И потом, в течение всей своей жизни, Марина с ужасом, смешанным с признательностью, будет вспоминать нескончаемые часы, которые она проводила за роялем. Набившие оскомину от повторения в тысячный раз гаммы, беспрестанные советы, как лучше ставить пальцы, как правильнее прикасаться к клавишам… Вся эта никчемная, как она думала, гимнастика для тела и души невыносимо утомляла и раздражала девочку. Несмотря на то что любой сложности вещи она легко читала с листа, Марина люто ненавидела ноты и писала впоследствии: «…с нотами сначала совсем не пошло». Долгое время она не видела в разместившихся на пяти строчках черных значках никакой логики – да и где было увидеть эту логику четырех-пятилетнему ребенку? Став взрослой, она вспоминала: «Ноты мне – мешали: мешали глядеть, верней не глядеть на клавиши, сбивали с напева, сбивали со знанья, сбивали с тайны, как с ног сбивают, так – сбивали с рук, мешали рукам знать самим, влезали третьим, тем „вечным третьим в любви“ из моей поэмы (которой по простоте – ее, или сложности – моей, никто не понял) – и я никогда так надежно не играла, как наизусть».
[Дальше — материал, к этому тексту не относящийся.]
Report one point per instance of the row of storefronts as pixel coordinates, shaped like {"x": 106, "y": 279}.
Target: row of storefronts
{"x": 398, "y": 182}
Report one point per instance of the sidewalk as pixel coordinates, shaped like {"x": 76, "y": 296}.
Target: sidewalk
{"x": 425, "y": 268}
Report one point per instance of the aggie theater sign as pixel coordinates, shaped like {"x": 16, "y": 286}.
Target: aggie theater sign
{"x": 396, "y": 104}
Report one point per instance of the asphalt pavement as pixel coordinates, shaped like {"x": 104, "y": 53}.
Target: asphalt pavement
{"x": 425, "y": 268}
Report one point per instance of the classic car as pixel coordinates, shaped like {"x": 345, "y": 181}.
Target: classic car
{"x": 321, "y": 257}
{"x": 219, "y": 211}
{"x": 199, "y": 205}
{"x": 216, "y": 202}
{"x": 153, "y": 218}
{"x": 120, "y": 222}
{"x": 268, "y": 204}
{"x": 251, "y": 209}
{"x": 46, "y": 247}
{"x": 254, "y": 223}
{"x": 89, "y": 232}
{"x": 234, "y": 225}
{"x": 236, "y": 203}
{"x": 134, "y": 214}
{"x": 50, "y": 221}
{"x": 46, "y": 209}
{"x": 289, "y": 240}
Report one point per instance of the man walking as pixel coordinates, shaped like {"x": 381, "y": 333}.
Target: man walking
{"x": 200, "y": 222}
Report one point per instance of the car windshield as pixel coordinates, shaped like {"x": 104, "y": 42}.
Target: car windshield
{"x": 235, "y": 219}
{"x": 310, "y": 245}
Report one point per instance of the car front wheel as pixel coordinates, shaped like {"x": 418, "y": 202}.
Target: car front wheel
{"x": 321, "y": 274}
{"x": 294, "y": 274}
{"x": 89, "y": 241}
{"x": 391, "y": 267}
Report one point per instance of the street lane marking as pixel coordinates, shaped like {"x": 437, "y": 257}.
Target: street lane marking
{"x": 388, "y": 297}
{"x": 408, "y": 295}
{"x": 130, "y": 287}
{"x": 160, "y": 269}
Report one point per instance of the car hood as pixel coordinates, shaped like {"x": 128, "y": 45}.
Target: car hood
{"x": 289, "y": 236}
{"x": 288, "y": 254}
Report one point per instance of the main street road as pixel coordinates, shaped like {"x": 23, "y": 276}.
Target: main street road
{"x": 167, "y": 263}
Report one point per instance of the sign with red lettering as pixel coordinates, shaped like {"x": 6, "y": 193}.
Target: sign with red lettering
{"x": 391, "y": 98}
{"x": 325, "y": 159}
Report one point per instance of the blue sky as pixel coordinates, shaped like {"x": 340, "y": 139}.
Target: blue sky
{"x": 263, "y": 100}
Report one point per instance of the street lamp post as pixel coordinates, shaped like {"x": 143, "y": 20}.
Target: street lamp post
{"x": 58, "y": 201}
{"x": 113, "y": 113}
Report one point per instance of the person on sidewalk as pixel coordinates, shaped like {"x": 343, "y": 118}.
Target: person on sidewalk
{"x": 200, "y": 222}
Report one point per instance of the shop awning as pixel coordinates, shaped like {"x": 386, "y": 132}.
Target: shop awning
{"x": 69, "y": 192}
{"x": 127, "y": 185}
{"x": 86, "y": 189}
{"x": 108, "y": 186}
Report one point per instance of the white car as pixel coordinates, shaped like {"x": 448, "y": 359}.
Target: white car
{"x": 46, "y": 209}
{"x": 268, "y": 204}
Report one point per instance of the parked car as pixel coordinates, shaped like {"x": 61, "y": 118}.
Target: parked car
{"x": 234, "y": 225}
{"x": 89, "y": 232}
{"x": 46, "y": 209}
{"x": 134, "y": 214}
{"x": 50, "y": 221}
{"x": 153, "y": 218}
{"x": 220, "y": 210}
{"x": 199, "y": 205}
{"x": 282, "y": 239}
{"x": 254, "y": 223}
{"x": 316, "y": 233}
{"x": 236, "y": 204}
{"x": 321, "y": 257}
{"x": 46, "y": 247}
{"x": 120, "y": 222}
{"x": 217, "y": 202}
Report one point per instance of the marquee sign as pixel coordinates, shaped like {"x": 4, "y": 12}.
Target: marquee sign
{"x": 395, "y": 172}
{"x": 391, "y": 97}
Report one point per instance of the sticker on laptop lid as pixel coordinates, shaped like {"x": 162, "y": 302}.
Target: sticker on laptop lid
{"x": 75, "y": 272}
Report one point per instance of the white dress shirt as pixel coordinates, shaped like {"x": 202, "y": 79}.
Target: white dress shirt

Она упрекала мать в том, что та заливала, затопляла ее музыкой, хоронила ее заживо под лавиной восхитительных звуков. Рояль был для девочки едва ли не живым существом – неким сверкающим чернотой персонажем, который то привлекал ее, то отталкивал и разочаровывал, рояль был для нее одновременно орудием пытки и наслаждения. Он чаровал Марину. Она почти переставала быть самой собой, когда склонялась над стройной шеренгой черных и белых клавиш, над этой «лестницей», над этой гладью, под которой бездонная глубь… Вспоминая о своей музыкальной каторге, Цветаева напишет спустя много лет: «Жара.